HALMAHERA TENGAH – Dalam rangka menciptakan situasi keamanan dan ketertiban masyarakat (Kamtibmas) yang aman dan kondusif, Polsubsektor Weda Tengah melaksanakan Kegiatan Rutin yang Ditingkatkan (KRYD) berupa razia minuman keras (miras) pada Kamis (30/7/2026) di wilayah Kecamatan Weda Tengah, Kabupaten Halmahera Tengah.
Kegiatan diawali dengan apel kesiapan yang dipimpin Kapolsubsektor Weda Tengah, IPDA Abdul Rajak Jauhati, S.H., M.H., bersama personel polsubsektor Weda Tengah.

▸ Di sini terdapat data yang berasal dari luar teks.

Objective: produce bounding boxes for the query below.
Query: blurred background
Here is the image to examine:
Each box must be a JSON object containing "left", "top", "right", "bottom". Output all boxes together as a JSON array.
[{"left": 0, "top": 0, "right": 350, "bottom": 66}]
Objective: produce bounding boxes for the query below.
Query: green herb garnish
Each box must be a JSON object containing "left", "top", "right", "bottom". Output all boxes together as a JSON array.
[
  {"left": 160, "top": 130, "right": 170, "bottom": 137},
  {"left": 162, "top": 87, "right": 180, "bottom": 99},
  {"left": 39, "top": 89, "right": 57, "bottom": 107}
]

Dalam pelaksanaan patroli, personel menyasar lokasi-lokasi yang diduga menjadi tempat penjualan minuman keras tanpa izin, seperti warung, kios, rumah kos, hingga tempat hiburan. Berawal dari informasi masyarakat, petugas melakukan penyelidikan dan menemukan sejumlah lokasi yang diduga menjual minuman keras ilegal di Desa Lelilef Waibulen serta Desa Woekop, Kecamatan Weda Tengah.
Dari hasil razia tersebut, petugas berhasil mengamankan 426 botol minuman keras dari berbagai jenis, di antaranya Cap Tikus, Bir, Amer, dan beberapa merek lainnya. Selain itu, petugas juga mengamankan tiga orang yang diduga terlibat dalam peredaran minuman keras ilegal untuk menjalani proses hukum lebih lanjut.
Seluruh barang bukti beserta para terduga pelaku telah diamankan ke Polres Halmahera Tengah. Penanganan perkara akan diproses melalui mekanisme Tindak Pidana Ringan (Tipiring) sesuai ketentuan peraturan perundang-undangan yang berlaku.
Kapolres Halmahera Tengah, AKBP Fiat Dedawanto, S.Pd.T., S.I.K., M.H., menegaskan bahwa pemberantasan peredaran minuman keras ilegal merupakan salah satu komitmen Polres Halmahera Tengah dalam menjaga keamanan dan ketertiban masyarakat. Menurutnya, minuman keras ilegal kerap menjadi salah satu faktor pemicu terjadinya tindak pidana maupun gangguan Kamtibmas.
“Kami akan terus mengintensifkan kegiatan patroli, razia, dan penegakan hukum terhadap segala bentuk peredaran minuman keras ilegal di wilayah hukum Polres Halmahera Tengah. Kami juga mengajak seluruh masyarakat untuk berperan aktif memberikan informasi kepada pihak kepolisian apabila mengetahui adanya aktivitas yang berpotensi mengganggu keamanan dan ketertiban masyarakat,” tegas AKBP Fiat Dedawanto, S.Pd.T., S.I.K., M.H.
Selama pelaksanaan kegiatan, situasi berlangsung dalam keadaan aman, tertib, dan kondusif. Polres Halmahera Tengah mengimbau seluruh masyarakat agar tidak memproduksi, mengedarkan, maupun mengonsumsi minuman keras ilegal demi terciptanya situasi Kamtibmas yang aman, damai, dan kondusif di Kabupaten Halmahera Tengah.